No Brasil, a participação da opinião pública também foi
decisiva na aprovação da Lei de Biossegurança, que permite as pesquisas com
células tronco embrionárias. “Eu sempre defendi a participação da opinião
pública em debates sobre temas científicos e defendo cada vez mais.

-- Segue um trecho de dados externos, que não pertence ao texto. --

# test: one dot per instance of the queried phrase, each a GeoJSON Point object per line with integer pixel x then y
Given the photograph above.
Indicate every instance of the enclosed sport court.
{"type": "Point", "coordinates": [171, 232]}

Acho que a
opinião pública tem que participar desses avanços, tem que se discutir, porque
existe muita desinformação e informações erradas a respeito de pesquisas com
células tronco”, declara Zatz.
A iniciativa de fazer uma edição do Encontro no Brasil
surgiu em 2007, a partir do curso realizado no Chile, do qual participaram os
pesquisadores e realizadores do evento no Brasil, José Xavier Neto e Deborah
Schechtman, do InCor. Segundo Xavier,“a idéia era desmistificar um pouco o assunto
de células tronco e ter uma discussão muito franca sobre o potencial, o que a
gente tem hoje e quais são os limites das pesquisas com células tronco. A
gente queria ... expor o público em geral às pessoas que entendem do assunto
e são da área”.
Pluripotência
Além dos mitos e das questões éticas envolvidas em torno das
células-tronco, os cientistas também debateram sobre novidades na área. A
principal delas, e que foi discutida com entusiasmo pelos palestrantes e
público é a possibilidade de induzir células adultas a se tornarem
células-tronco pluripotentes, ou seja, que podem se diferenciar em diversos
outros tipos celulares. As chamadas IPSC (induced pluripotent stem cells) são
linhagens celulares conseguidas por meio da inserção de quatro genes relacionados
com a diferenciação na célula e vêm sendo desenvolvidas em diversos lugares do
mundo, inclusive no Brasil. Para Smith, tais células não substituirão as
células-tronco embrionárias nas pesquisas. “Ainda é necessário trabalhar com
ambas, para fins de comparação”, comenta.
O desenvolvimento de linhagens celulares, a partir de
células de uma pessoa que tem alguma doença genética, permitirá o teste de
diversos tipos de medicamentos e possibilitará o entendimento dos diferentes
quadros clínicos manifestados por pacientes que apresentam uma mesma mutação.